As Buffer is well into its sixth year of existence, we’ve evolved a lot as an engineering team. When I joined the team in early 2014, we were six engineers, four of whom worked on our main web application and API specifically. We’re now a larger team of 27 engineers, many of us still pushing more code into a single large repo every day. Over time our workflows have evolved to try to keep the development and deployment process light, but with team growth in the last year, we’ve outgrown many of these patterns and practices.
It was time to rip the band-aid off and make a big change.
Here’s the story of how we’re exploring a new service-oriented architecture (SOA) at Buffer to help us stay agile as we scale. Hopefully the process and lessons might be helpful for others who are considering a similar move.

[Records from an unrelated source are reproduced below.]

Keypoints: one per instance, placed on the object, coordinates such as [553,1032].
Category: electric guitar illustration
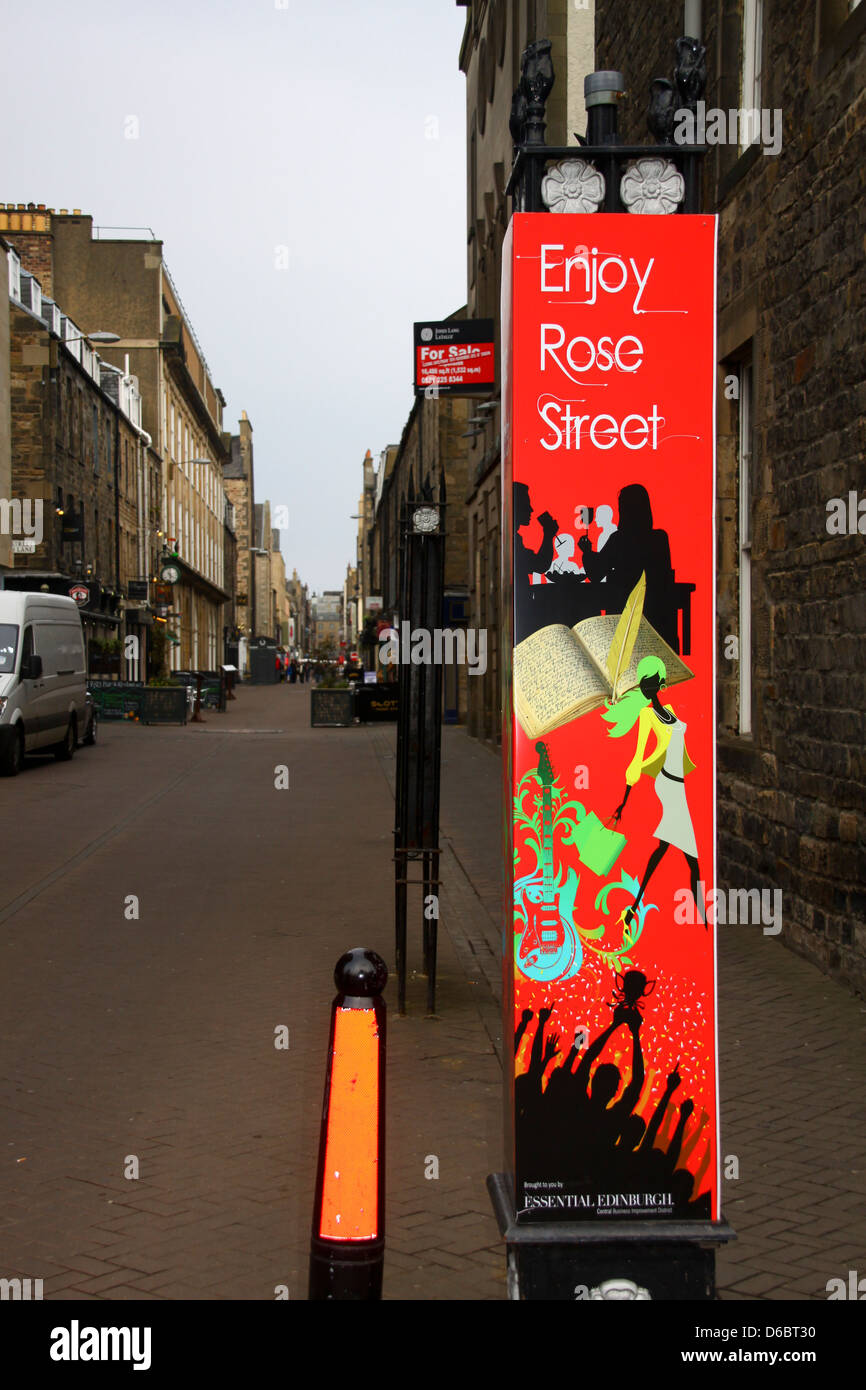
[549,947]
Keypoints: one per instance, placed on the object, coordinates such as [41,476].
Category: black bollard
[348,1241]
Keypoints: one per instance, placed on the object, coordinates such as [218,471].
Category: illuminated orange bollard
[348,1243]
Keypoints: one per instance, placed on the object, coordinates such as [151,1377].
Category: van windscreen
[9,645]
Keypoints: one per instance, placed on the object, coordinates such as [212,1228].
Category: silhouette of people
[527,615]
[563,560]
[667,762]
[635,546]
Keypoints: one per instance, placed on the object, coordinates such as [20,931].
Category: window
[749,91]
[744,545]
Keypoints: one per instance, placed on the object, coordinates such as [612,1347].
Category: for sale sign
[609,488]
[455,356]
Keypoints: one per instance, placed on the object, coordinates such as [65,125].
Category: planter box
[376,702]
[104,665]
[331,709]
[164,705]
[117,699]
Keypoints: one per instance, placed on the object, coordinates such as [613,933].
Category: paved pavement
[152,1037]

Buffer’s current application
Buffer is primarily made up of a large PHP application and a single-page web app, both housed in a single git repo. Parts of this application run across four environments for the web app, the API, the worker environments that run hundreds of processes, and a server to handle miscellaneous cron jobs.

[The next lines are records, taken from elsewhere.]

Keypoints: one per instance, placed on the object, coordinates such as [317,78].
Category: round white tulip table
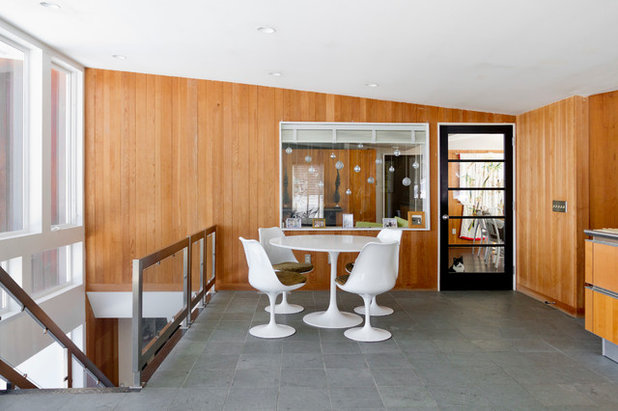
[333,245]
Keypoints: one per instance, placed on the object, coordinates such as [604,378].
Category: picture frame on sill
[416,219]
[389,222]
[318,223]
[293,223]
[348,220]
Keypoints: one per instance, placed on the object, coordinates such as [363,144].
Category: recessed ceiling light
[266,29]
[50,5]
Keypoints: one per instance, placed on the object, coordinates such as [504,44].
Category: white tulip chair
[386,235]
[375,272]
[263,277]
[282,259]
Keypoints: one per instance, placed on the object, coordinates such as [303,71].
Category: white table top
[324,243]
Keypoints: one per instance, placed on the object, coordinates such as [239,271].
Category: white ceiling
[490,55]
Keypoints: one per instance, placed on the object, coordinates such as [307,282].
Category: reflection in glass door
[476,207]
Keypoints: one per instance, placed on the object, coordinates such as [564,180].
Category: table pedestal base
[367,334]
[332,319]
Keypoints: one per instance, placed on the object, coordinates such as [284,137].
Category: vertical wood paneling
[552,164]
[604,160]
[166,156]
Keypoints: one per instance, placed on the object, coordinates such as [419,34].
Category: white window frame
[332,128]
[27,77]
[73,171]
[38,235]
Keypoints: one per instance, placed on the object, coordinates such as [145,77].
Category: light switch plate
[558,206]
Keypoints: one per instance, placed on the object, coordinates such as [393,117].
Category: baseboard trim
[566,308]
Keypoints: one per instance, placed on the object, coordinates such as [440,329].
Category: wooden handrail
[15,378]
[147,358]
[37,313]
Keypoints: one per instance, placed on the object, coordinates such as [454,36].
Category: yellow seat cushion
[290,278]
[294,267]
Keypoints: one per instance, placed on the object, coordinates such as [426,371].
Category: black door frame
[476,281]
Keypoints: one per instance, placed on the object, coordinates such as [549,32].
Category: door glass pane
[466,259]
[472,231]
[11,138]
[474,146]
[476,175]
[476,202]
[60,146]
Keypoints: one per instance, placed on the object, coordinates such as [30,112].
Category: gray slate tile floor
[450,350]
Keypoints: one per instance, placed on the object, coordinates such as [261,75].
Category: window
[41,160]
[12,102]
[61,146]
[54,268]
[308,187]
[13,267]
[371,174]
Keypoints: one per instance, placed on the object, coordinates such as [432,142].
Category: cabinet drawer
[604,316]
[605,267]
[588,246]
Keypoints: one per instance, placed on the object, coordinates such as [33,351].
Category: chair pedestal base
[367,334]
[375,310]
[284,307]
[272,331]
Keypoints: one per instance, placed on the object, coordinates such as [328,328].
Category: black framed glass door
[476,207]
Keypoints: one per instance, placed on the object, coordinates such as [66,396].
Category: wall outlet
[558,206]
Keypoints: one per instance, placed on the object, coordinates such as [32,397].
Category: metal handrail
[145,358]
[49,326]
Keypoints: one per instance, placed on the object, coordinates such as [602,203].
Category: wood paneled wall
[552,164]
[604,160]
[167,156]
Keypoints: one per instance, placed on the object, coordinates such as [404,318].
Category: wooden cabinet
[601,293]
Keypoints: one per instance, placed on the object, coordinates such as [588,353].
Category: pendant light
[406,180]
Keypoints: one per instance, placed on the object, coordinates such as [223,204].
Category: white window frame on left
[38,234]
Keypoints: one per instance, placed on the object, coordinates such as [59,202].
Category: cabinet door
[605,316]
[604,269]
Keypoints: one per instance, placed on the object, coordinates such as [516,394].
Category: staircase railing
[50,327]
[146,359]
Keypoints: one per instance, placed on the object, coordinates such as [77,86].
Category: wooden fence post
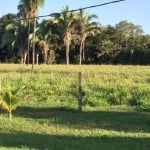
[80,93]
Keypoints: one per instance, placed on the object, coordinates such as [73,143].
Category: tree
[85,28]
[32,7]
[65,24]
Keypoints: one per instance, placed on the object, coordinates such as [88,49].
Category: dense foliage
[70,37]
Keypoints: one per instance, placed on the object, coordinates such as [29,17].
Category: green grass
[47,117]
[62,128]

Coordinating merges and deploys at peak times became a bit of a bottleneck. Tightly coupled parts of the application meant that a fatal error in shared code could bring down a very different part of the application — or worse, the entire application. Growing the number of contributors to web made us quickly realize how fragile things were.
Exploring a different approach: How we decided on SOA
The feeling of fragility was building across the team. In April of this year, I started talking in earnest with Sunil, Buffer’s CTO, about a re-architecture effort. Re-architecture felt like a common challenge many growing engineering organizations face, and we started to see some really amazing solutions out in the wild. We would share articles and videos, and we would brainstorm over Slack the different ways to re-architect Buffer to better scale our development organization.
After a few weeks of asynchronous exchanging of ideas, we had the chance to meet in New York. Together we laid out some ideas on what we needed to do. Our journey toward migrating Buffer to a service oriented architecture was about to start.
Phase I: Choose a platform for micro-services
The first step was to research how Buffer would run micro-services in production. Buffer's development environment had recently been rebuilt to use Docker containers, so it was a technology that more people on the team were starting to feel comfortable with. With this in mind, we evaluated Kubernetes, Mesosphere, and Amazon’s ECS. Our systems team had past experience with ECS, but there were some disadvantages. We were impressed with Mesosphere DC/OS; however, it didn't have everything we wanted.
After a few weeks of experimentation, we happily settled on Kubernetes to handle our cluster management and container orchestration needs. There were several factors that led us to choose Kubernetes:
- It’s focus on running containers
- It is cloud-provider-agnostic
- The growing Kubernetes community of developers
- The platform is mature (Started in mid 2014, it hit 1.0 in July 2015)
We hope to share a lot more about this decision in the coming months. For us, Kubernetes had what we needed to go all-in with it as our orchestration platform.
Phase II: Create an implementation plan
During our evaluation period, we began putting together a plan for how to start transitioning our architecture. Instead of having several engineers start building services straight away, we wanted to set some solid precedents early on. Our thinking was that building a few quality services first could act as models for future services, setting a high bar by encouraging good practices and helping prevent future fragmentation in our system.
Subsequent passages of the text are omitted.